Kerala-style yam curry (erissery) topped with roasted coconut tempering.
Festival, Kerala Recipes, Lunch Recipes, Onam Recipes, Poriyal/ Fry, Recipes

Yam Erissery, How to make Chena Erissery

There’s something soulful about a Kerala Sadya spread – the banana leaf, the rainbow of curries, the crunch of chips, the sweetness of pradhaman. Among them, Erissery is that quiet dish which feels like home: not showy, not fiery, but warm and nutty with roasted coconut. This yam erissery (chena erissery) is my absolute favorite – a curry that balances earthy yam, creamy coconut, and a tempering so aromatic that it perfumes the entire kitchen.

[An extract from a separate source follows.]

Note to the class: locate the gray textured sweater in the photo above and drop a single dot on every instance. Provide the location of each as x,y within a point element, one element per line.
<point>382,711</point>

I made this erissery with toor dal, just like my aunt always did. In her kitchen, the creamy dal paired so well with yam that it became our family’s comfort version. Traditionally though, red cowpeas (vanpayar) are used in Kerala homes, giving a nuttier flavor and a slightly different bite. Both versions are equally delicious — so you can choose whichever fits your pantry.


Erissery is one of the classics of Onam Sadya – the grand vegetarian feast of Kerala. Traditionally, it was cooked with either pumpkin or yam (sometimes both together), along with red cowpeas. The dish is said to represent balance: the grounding earthiness of root vegetables, the protein of legumes, and the purity of coconut. Its roasted coconut topping sets it apart from other curries and is what old Kerala homes proudly guarded as their family touch.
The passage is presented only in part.